Creating a barrier against corrosion is essential for extending the lifetime of steel structures. Edge breaking is therefore applied for improving the surfaces for coating coverage and ultimately corrosion protection. High surface tension of liquid coating pulls the film away on sharp edges resulting in an insufficient coating thickness.
Coating failure makes an edge more susceptible to corrosion. Protective paints and other coatings cannot adhere to sharp material edges. To ensure an even and complete coating on the surface of edges on beams, T-bars and flat-bars, those edges need to be at first rounded. There are two common ways fabricators use for edge breaking of beams and bars: chamfering and rolling. The latter can be achieved in three ways: grinding, milling and edge rounding by rolling performed by means of automated machinery.
The disadvantage of chamfering is the creation of new edges which still creates the same dispel effect of liquid coating by the high surface tension.
This makes edge rounding a preferred process compared to chamfering. The most common edge rounding techniques in practice are machining operations like grinding and milling. Both power tools and semiautomatic machinery are available to round edges by machining and are most typically found in practice.
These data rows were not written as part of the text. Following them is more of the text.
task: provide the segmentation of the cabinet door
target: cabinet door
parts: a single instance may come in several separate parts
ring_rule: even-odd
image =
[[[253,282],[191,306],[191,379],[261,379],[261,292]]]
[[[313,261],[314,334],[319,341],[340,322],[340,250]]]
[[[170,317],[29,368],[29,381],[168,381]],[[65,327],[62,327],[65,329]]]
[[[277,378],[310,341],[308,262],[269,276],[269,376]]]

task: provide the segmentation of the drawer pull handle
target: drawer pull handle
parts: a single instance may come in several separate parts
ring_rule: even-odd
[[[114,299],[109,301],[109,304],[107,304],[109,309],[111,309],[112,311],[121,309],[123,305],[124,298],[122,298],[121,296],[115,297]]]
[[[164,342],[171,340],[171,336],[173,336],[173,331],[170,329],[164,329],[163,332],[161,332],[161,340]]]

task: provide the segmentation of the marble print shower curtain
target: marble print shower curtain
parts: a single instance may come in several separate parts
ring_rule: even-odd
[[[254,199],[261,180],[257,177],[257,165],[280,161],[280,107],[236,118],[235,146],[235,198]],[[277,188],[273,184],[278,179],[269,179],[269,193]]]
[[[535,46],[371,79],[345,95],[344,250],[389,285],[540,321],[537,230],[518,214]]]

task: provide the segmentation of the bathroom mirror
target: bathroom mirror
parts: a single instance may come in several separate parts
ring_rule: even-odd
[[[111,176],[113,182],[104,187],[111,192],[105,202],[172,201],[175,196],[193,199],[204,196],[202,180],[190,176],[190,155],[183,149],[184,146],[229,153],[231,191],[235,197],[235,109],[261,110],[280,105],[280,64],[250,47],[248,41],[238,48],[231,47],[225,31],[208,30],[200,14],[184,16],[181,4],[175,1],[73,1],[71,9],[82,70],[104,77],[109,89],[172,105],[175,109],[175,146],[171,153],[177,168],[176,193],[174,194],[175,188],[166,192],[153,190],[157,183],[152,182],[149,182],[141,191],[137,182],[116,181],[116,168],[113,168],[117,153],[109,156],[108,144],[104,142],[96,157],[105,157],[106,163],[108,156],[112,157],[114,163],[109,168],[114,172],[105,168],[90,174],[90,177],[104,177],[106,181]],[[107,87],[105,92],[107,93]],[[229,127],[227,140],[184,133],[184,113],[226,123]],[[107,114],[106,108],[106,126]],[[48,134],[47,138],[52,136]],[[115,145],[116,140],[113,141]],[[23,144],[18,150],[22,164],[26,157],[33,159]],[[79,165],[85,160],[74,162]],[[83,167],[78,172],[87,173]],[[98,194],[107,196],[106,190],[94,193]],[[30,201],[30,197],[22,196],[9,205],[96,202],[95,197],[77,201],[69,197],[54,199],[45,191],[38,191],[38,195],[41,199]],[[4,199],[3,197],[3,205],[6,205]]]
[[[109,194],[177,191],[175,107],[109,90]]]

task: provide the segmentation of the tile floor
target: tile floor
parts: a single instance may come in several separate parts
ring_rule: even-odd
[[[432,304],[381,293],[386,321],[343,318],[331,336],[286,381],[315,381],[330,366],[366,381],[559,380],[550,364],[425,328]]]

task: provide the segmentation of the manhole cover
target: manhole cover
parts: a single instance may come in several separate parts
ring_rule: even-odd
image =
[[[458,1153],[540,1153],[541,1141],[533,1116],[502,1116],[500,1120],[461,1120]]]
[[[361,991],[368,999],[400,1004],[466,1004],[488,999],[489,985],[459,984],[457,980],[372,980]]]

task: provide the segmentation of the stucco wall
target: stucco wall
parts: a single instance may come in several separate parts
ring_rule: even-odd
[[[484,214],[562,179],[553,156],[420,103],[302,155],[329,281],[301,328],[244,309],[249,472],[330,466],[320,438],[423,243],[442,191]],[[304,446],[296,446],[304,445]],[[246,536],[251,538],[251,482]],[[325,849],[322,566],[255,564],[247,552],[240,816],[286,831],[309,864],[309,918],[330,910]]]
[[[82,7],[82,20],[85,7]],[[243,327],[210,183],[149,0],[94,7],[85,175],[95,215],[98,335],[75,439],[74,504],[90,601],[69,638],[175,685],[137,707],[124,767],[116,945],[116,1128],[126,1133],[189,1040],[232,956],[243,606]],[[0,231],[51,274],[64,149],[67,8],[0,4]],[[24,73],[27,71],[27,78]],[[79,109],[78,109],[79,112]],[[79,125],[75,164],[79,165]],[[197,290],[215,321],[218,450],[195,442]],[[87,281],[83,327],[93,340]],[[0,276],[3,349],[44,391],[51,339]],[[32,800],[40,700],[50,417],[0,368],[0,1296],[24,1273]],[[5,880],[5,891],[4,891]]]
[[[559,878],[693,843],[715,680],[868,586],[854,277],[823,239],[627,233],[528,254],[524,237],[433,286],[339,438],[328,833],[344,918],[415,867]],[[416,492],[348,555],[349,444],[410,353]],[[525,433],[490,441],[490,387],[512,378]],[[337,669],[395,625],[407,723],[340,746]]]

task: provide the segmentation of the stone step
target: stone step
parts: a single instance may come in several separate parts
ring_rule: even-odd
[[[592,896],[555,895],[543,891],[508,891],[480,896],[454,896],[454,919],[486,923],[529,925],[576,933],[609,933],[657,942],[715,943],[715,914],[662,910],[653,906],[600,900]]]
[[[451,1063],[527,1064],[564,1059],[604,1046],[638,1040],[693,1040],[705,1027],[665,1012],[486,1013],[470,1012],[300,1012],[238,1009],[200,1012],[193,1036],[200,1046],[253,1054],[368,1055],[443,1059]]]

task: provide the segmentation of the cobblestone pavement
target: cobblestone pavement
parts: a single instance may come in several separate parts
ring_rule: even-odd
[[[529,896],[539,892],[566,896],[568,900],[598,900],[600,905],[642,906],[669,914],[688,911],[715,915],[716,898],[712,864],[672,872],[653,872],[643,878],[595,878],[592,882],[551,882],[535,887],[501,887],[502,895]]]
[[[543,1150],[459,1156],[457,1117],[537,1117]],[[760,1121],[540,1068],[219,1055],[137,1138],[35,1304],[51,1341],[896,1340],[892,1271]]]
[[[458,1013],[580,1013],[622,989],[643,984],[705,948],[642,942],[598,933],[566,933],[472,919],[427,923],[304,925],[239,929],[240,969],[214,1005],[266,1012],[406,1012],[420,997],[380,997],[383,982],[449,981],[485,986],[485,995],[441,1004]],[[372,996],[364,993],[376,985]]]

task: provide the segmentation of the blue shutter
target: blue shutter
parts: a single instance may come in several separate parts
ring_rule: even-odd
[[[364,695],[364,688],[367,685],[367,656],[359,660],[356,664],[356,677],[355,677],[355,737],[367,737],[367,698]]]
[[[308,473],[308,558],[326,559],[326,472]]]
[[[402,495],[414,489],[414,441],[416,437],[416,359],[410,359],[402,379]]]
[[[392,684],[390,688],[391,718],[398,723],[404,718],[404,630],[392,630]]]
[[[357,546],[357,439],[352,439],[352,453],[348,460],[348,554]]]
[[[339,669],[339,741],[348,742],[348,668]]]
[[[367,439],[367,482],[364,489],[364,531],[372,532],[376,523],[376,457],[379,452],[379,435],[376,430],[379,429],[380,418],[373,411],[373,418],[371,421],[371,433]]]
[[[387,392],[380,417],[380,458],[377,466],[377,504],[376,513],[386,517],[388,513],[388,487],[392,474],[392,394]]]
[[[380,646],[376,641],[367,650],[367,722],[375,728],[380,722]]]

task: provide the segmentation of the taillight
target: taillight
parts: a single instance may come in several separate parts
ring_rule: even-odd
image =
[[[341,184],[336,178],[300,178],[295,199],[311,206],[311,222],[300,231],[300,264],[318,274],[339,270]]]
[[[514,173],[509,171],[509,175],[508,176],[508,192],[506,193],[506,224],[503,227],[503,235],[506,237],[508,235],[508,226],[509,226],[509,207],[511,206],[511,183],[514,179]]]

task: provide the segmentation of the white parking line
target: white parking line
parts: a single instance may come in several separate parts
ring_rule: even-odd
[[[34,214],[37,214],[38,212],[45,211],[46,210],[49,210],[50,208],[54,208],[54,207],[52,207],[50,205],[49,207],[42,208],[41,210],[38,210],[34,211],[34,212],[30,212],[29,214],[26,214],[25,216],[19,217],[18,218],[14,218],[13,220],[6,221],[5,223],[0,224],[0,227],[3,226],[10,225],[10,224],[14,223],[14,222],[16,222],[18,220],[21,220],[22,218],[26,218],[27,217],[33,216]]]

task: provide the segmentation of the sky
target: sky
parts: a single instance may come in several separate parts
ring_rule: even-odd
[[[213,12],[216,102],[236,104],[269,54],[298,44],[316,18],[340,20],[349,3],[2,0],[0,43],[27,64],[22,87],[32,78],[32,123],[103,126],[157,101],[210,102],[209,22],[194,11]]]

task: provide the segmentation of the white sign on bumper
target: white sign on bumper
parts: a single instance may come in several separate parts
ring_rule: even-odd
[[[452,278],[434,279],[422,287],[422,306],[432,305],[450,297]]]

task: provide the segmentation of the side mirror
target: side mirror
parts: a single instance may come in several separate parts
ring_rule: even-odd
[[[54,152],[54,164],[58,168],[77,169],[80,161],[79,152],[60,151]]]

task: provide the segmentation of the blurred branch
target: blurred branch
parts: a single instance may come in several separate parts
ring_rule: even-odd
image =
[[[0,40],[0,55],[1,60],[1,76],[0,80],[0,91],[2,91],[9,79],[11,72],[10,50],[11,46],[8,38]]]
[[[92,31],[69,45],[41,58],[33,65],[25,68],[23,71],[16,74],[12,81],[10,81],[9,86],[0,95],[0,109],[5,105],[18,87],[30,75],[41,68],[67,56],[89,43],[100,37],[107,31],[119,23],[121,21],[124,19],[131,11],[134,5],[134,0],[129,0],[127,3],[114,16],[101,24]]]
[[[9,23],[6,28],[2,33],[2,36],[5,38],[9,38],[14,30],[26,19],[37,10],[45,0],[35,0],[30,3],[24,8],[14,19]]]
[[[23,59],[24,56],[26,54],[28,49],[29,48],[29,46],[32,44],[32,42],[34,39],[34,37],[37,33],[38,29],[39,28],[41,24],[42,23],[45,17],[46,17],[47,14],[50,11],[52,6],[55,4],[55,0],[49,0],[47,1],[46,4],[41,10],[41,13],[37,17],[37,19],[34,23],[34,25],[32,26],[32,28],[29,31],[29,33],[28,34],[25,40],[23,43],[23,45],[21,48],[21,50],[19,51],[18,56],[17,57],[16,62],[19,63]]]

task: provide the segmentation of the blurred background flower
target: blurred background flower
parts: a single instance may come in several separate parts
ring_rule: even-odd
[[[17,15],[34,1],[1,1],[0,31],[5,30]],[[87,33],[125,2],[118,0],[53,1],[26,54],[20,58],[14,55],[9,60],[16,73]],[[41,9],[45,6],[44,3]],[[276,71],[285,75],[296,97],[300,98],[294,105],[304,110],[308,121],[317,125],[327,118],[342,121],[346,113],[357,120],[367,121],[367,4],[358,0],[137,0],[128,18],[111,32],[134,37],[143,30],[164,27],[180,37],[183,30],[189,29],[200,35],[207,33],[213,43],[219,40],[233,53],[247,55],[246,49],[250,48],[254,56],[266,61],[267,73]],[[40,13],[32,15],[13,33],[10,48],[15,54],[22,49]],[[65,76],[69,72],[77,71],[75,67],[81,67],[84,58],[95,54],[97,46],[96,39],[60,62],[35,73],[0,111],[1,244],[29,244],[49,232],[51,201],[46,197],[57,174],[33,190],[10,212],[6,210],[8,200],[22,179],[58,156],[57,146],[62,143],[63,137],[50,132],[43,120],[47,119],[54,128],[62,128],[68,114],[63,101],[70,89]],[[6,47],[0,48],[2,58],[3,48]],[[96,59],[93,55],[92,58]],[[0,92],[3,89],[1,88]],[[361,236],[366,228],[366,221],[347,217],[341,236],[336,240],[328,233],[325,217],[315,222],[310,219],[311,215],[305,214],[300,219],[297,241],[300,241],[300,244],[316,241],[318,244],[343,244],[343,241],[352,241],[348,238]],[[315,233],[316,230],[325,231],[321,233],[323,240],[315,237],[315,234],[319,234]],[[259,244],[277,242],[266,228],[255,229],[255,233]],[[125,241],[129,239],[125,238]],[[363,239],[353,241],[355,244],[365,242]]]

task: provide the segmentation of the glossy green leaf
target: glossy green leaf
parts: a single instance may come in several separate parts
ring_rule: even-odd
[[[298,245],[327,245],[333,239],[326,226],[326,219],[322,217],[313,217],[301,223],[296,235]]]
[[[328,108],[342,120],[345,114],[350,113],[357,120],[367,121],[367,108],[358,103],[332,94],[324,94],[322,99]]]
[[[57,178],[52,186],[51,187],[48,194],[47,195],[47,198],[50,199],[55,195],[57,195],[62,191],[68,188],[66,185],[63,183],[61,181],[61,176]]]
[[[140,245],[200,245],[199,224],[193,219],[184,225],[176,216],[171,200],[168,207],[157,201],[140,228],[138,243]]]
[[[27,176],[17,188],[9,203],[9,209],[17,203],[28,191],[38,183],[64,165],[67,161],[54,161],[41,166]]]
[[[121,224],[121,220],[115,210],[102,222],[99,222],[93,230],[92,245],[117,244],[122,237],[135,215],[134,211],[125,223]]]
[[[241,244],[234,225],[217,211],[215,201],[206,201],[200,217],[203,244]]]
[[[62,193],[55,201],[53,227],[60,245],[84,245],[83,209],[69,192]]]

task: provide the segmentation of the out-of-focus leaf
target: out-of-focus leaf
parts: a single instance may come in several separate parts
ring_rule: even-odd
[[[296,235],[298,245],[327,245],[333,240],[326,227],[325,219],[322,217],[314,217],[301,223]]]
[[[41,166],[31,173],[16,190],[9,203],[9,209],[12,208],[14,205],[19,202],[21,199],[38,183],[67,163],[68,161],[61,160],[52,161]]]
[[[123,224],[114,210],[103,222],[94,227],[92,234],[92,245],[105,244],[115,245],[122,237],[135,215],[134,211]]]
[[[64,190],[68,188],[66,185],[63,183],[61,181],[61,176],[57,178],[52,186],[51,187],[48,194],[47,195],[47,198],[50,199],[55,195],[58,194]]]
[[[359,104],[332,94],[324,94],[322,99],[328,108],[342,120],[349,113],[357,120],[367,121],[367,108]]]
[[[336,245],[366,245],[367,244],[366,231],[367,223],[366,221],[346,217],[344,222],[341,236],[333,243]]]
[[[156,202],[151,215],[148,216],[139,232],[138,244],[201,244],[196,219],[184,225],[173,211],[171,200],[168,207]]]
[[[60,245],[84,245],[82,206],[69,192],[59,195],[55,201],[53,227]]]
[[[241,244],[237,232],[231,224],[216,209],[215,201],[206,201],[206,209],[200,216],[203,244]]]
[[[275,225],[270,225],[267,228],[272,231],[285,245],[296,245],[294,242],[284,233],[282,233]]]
We will have a closer look at the three alternative techniques of achieving the latter;
The milled sample on the picture shows the result of edge rounding by semi-automatic machinery. It is very hard to guide the mill along the edge and a mill is not willing to forgive any positioning deviation. This results in unwanted rut forming. As you can see the edges are rounded but a bit chamfered and not fully rounded. The picture also shows an indentation. This process does not guarantee a constant coating thickness.
The grinded sample on the picture shows the result of edge rounding by semi-automatic machinery. The edges are rounded but a bit chamfered and not fully rounded. This chamfered surface structure is the result of multiple grinding movements along the edge. Grinding can create a rounded edge based on multiple chamfers. This explains why the edge is not completely rounded. That is why grinding does not guarantee a constant coating thickness.
The third alternative is rolling. A hardened rolling mill with a round shape presses on the edge to deform the mild steel which creates a perfectly rounded edges on the material. The roll guides itself and is willing to forgive any positioning deviation. This fast, noiseless and dust free technique has only one disadvantage. The material hardness increases slightly at the edge where the force is applied. Research is needed to check if the increased hardness interferes with the material standards.
Edge breaking by rolling has long been thought of as a process which deforms the material and so can result in micro cracks and hardening and has thus been often avoided. It is believed that the process can affect the material properties, which would then not be able to meet the standards and codes. However, in case of edge breaking of the surface edges only, the deformed volume is very little and within the international standards.